Another employee who tested positive last worked on November 25 at Your Independent Grocer (1255 Davie Street) in Vancouver’s West End.
The remaining five stores were Real Canadian Superstore locations, including:
- two employees who last worked on November 18 and 21 at the 2332 160th Street location in Surrey;
- two employees who last worked on November 19 and 23 at the 3185 Grandview Highway location in Vancouver;
- one employee who last worked on November 23 at the 8195 120th Street location in Delta;
- one employee who last worked on November 23 at the 2280 Baron Road location in Kelowna;
- one employee who last worked on November 24 at the 14650 104th Avenue location in Surrey.
Meanwhile, T&T Supermarket reported that a backroom employee who last worked on November 26 at the Metrotown location (147–4800 Kingsway Avenue) in Burnaby has tested positive.
Canadian Tire reported an employee who tested positive last worked on November 16 at its Prince George location (5008 Domano Boulevard).

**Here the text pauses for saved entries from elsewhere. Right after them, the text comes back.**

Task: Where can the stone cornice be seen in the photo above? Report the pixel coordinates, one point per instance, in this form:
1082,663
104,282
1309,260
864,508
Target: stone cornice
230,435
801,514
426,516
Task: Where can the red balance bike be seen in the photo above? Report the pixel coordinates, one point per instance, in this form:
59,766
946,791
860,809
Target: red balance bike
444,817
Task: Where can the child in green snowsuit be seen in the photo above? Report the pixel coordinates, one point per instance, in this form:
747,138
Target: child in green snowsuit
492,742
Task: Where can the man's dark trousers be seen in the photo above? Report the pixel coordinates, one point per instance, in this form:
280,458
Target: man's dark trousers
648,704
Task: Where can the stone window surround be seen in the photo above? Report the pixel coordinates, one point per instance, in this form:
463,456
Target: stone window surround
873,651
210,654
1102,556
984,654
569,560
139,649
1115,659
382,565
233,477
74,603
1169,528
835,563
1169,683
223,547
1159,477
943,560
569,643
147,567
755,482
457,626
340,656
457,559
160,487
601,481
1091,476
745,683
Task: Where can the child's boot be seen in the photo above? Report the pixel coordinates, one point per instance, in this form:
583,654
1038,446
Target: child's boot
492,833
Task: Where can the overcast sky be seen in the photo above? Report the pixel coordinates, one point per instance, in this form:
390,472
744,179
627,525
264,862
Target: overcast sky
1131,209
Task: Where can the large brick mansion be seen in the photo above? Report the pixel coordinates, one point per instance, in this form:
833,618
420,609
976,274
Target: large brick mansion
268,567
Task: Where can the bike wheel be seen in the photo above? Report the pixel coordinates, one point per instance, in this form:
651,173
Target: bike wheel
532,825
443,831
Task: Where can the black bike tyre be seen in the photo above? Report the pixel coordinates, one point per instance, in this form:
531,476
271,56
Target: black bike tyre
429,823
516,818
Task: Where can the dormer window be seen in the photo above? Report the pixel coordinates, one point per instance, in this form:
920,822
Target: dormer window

The B.C. Centre for Disease Control (BCCDC) added 23 flights to its lists of flights confirmed with COVID-19:
- November 15: Air Canada 45, Delhi to Vancouver;
- November 15: Air Canada 114, Vancouver to Toronto;
- November 17: Air Canada 314, Vancouver to Montreal;
- November 17: Air Canada 8421, Kelowna to Vancouver;
- November 18: Air Canada 202, Vancouver to Calgary;
- November 19: Air Canada 103, Vancouver to Toronto;
- November 19: Air Canada 114, Vancouver to Toronto;
- November 19: Air Canada 225, Calgary to Vancouver;
- November 20: Flair 8102, Calgary to Vancouver;
- November 22: Aeromexico AM696, Mexico City to Vancouver;
- November 22: Air Canada 1126, Kelowna to Vancouver;
- November 22: WestJet WS139, Calgary to Vancouver;
- November 22: Air Canada AC311, Montreal to Vancouver;
- November 22: WestJet Flight 3455, Calgary to Abbotsford;
- November 23: Air Canada AC854, Vancouver to London;
- November 24: Air Canada Flight 554, Vancouver to Los Angeles;
- November 25: United Airlines Flight 5312, San Francisco to Vancouver;
- November 25: Cathay Pacific 865, Vancouver to Hong Kong;
- November 25: United Airlines 1641, Denver to Vancouver;
- November 26: Air Canada AC121, Toronto to Vancouver;
- November 26: Air Canada AC8081, Vancouver to Victoria;
- November 27: Air Canada AC0044, Vancouver to Delhi;
- November 27: Air Canada 8417, Kelowna to Vancouver.